Hal itu karena masjid tersebut tidak mendapatkan pengakuan dari negara. Ini mengingat di Italia terdapat Vatikan yang merupakan pemimpin orang-orang Nasrani (Kristen) di seluruh dunia. Intinya, ketika saya masuk ke dalam masjid tersebut untuk melakukan salat Jumat, saya mendapati imamnya ketika bangkit dari rukuk mengucapkan "Rabbanaa wa lakal-hamd (Ya Allah, bagi-Mu segala pujian)".
Hal itu terasa aneh bagi saya, karena dia mengucapkannya dengan keras sebagai ganti dari "Sami'allahu liman hamidah (Allah mendengar orang yang memuji-Nya)". Saya lalu berkata kepadanya, "Saya sering menjadi makmum para ulama kaum Muslimin. Ketika bangkit dari rukuk mereka mengucapkan, "Sami`allahu liman hamidah".
Jadi, dari mana sumber Anda terkait bacaan yang Anda ucapkan ketika bangkit dari rukuk tadi?" Kemudian, dia menjawab, "Yang saya lakukan adalah sunnah." Dia pun menyebutkan hadits
من أحيا سنة فله أجرها وأجر من عمل بها إلى يوم القيامة
"Barangsiapa menghidupkan sebuah sunah maka dia akan mendapatkan pahalanya dan pahala orang yang mengamalkannya hingga Hari Kiamat."

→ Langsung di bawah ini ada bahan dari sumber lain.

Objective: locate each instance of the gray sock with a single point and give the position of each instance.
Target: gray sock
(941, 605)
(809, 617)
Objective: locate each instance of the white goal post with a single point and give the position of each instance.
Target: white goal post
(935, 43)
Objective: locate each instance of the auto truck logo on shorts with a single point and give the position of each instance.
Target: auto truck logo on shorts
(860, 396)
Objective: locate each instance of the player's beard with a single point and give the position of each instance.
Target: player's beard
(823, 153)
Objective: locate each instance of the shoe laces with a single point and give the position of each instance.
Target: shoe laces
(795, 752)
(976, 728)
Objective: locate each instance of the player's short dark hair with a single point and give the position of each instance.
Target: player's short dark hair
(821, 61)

Saya lalu katakan kepadanya, "Itu bukanlah sunnah, karena jika ia sunnah, tentu saya telah mendengarnya dari kalangan Ahlussunnah. Apalagi berkat rahmat Allah, saya telah menunaikan haji." Saya pergi menunaikan haji dari Italia dan saya kembali ke sana pada tahun 1980. Saya telah membaca sejumlah buku, tetapi saya tidak menemukan apa yang dikatakan oleh imam tersebut.
Dia berkata kepadaku, "Saya membacanya di dalam Mukhtashar Shahih Muslim,hadits No. 296, hlm. 84. Maka kami bersama-sama membaca hadits yang dia maksud. Lalu, saya katakan kepadanya, "Yang saya fahami dari hadits tersebut, ia adalah salah satu dari hadits-hadits doa di dalam salat. Misalnya, hadits-hadits sebelumnya menunjukkan hal itu juga." Namun, dia menjawab, "Tidak seperti itu." Dia bersikeras dengan pendapatnya.

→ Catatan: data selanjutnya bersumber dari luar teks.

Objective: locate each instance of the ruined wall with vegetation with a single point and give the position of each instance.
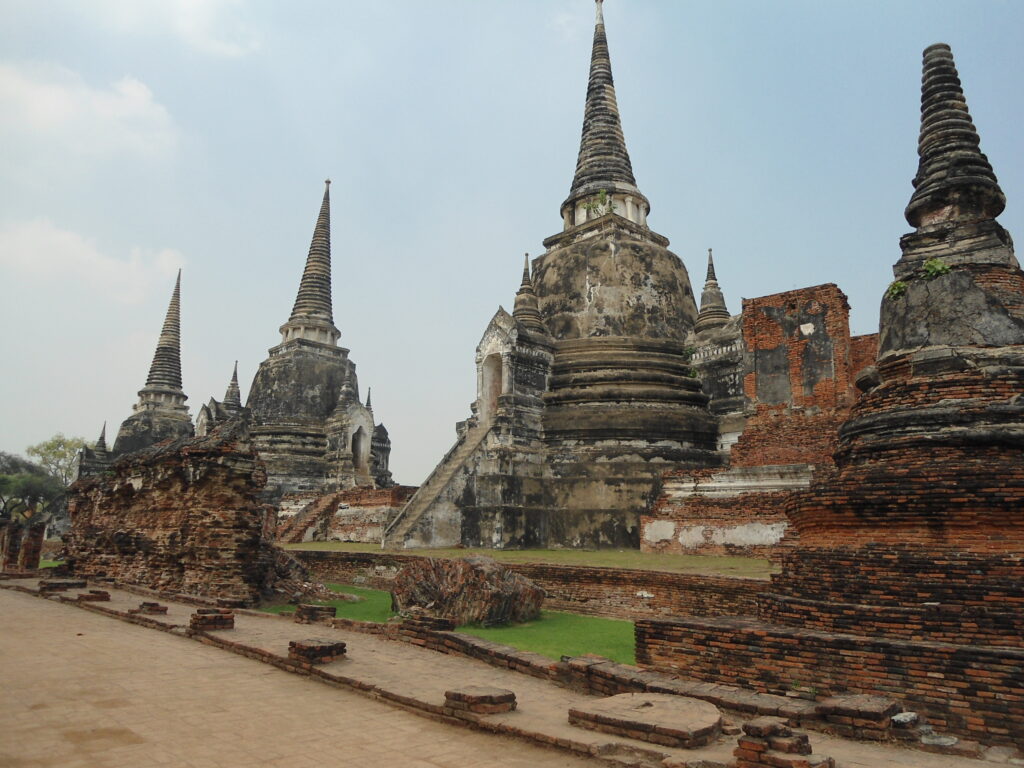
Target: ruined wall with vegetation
(615, 593)
(800, 361)
(182, 516)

Setelah itu saya pun tahu bahwa dia mengikuti pendapat seseorang di Mesir yang meyakini bahwa orang itu adalah al-Mahdi al-Muntazhar dan dialah yang melakukan salat dengan cara seperti itu. Saya pun benar-benar mendapati banyak pemuda Muslim mengikuti pendapat ini. Saya katakan padanya, "Yang dapat memutuskan perbedaan pendapat kita adalah seorang ulama Muslim." Kami sepakat untuk mengirimkan pertanyaan kepada Anda.

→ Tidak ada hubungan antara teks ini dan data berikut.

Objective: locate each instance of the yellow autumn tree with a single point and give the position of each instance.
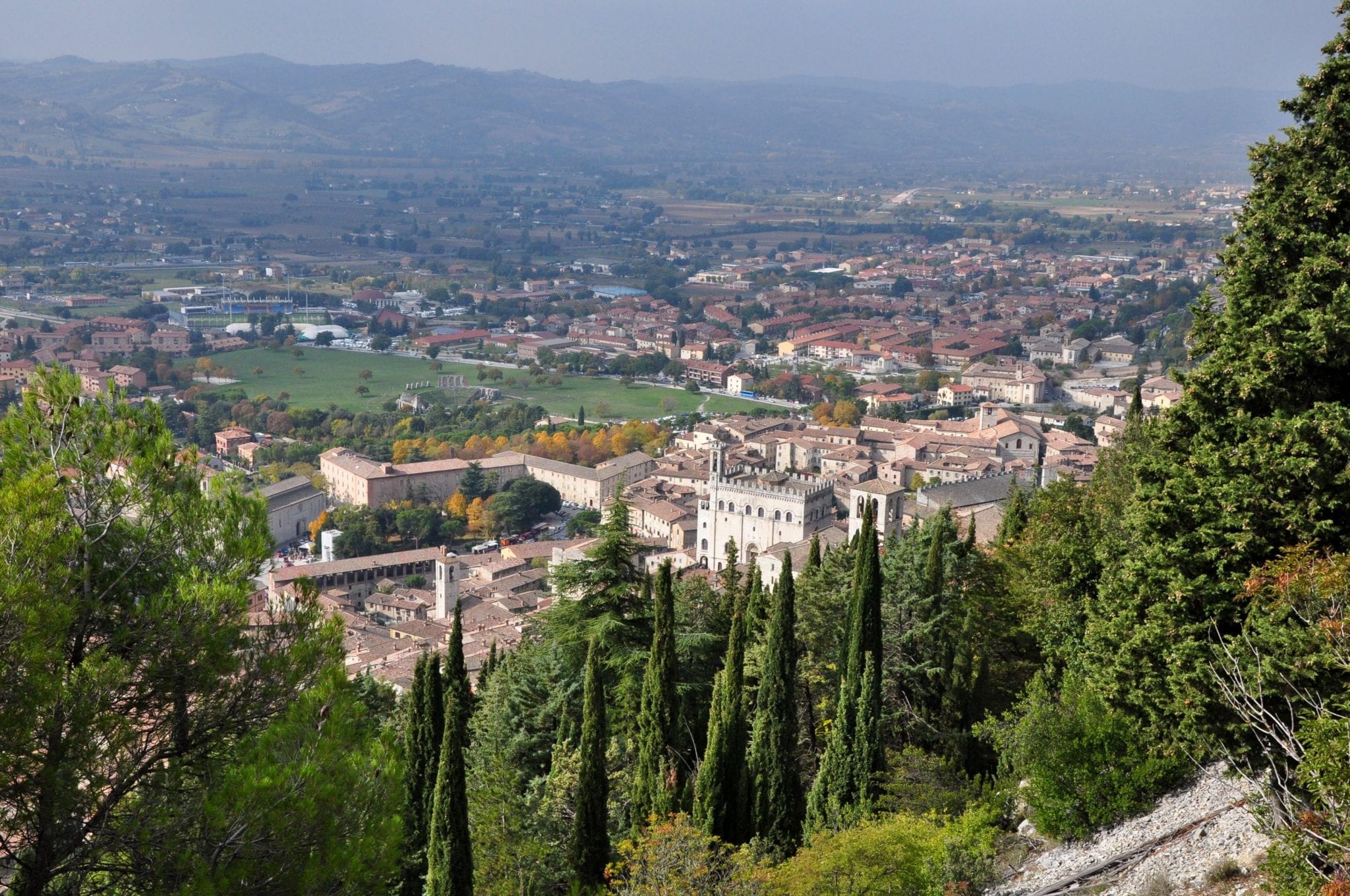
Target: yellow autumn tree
(475, 447)
(559, 449)
(475, 516)
(318, 525)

Oleh karena itu, saya mohon Anda sudi menjawabnya dengan segera, karena banyak Muslimin yang mulai ragu dari keabsahan salat menjadi makmum imam tersebut? Jika benar bahwa pendapatnya itu tidak berasal dari Rasulullah Shallallahu 'Alaihi wa Sallam, apakah boleh manjadi makmumnya? Sejauh mana kebenaran pendapat ini, dan apakah ini bid'ah ataukah sunnah, sebagaimana dikatakan oleh imam tersebut?
Oleh karena itu, kami mohon penjelasan tentang permasalah ini dengan detail, agar kami merasa tenang melakukan salat di belakang imam tersebut. Di samping itu, karena kebanyakan kaum Muslimin di sini seringkali meminta fatwa darinya tentang Islam, sedangkan di sini kami tidak memiliki rujukan hukum, hingga buku-buku yang ada hanya sedikit dan tidak bisa dirujuk oleh seorang pun dari kami.